PADANG — Api pertama kali terlihat oleh seorang saksi yang melihat kobaran sudah membesar dari salah satu ruangan di lantai dua Gedung Inspektorat. Saksi segera menghubungi Dinas Pemadam Kebakaran (Damkar) Kota Padang sekitar pukul 00.31 WIB. Tak berselang lama, api menjalar ke bangunan Bapenda dan Nafara Guest House yang berada tak jauh dari lokasi awal.
12 Mobil Damkar dan 90 Personel Dikerahkan
Damkar Kota Padang merespons cepat laporan tersebut. Sebanyak 12 unit mobil pemadam dan sekitar 90 personel tiba di lokasi hanya lima menit setelah laporan diterima, tepat pukul 00.36 WIB. Proses pemadatan juga mendapat dukungan dari unsur TNI, Polri, PMI, dan Satuan Polisi Pamong Praja (Satpol PP).

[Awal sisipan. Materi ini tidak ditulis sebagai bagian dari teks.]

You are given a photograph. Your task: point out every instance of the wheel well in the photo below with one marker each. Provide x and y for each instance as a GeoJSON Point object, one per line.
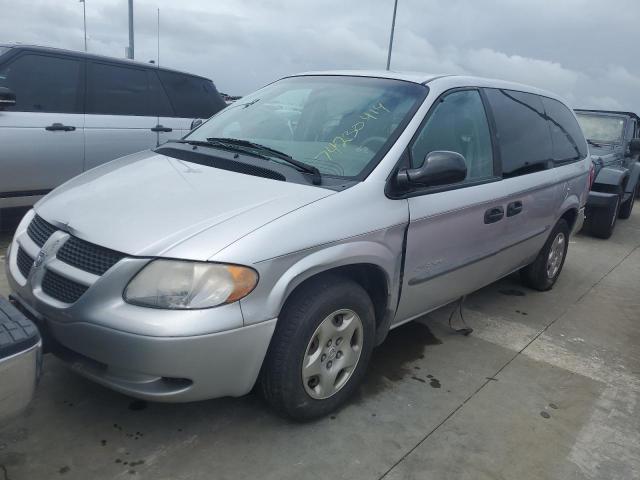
{"type": "Point", "coordinates": [370, 277]}
{"type": "Point", "coordinates": [570, 216]}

Kerugian Materi Capai Rp1,8 Miliar, Aset Rp30 Miliar Terselamatkan
Kepala Bidang Operasional dan Sarana Prasarana Damkar Kota Padang, Rinaldi, menyampaikan bahwa tiga bangunan terdampak langsung. "Gedung Inspektorat, Kantor Bapenda Kota Padang, dan Nafara Guest House mengalami kerusakan akibat dilalap api," ujarnya. Kerugian materi diperkirakan mencapai Rp1,8 miliar. Sementara itu, aset yang berhasil diamankan dari dalam gedung diperkirakan bernilai sekitar Rp30 miliar.
Tidak Ada Korban Jiwa, Penyelidikan Masih Berlangsung
Beruntung, tidak ada korban meninggal dunia maupun korban luka dalam insiden ini. Tidak ada warga yang harus mengungsi akibat kebakaran tersebut. Hingga berita ini diturunkan, aparat terkait masih melakukan penyelidikan untuk mengungkap penyebab pasti kebakaran. Belum diketahui apakah ada korsleting listrik atau faktor lain yang memicu api.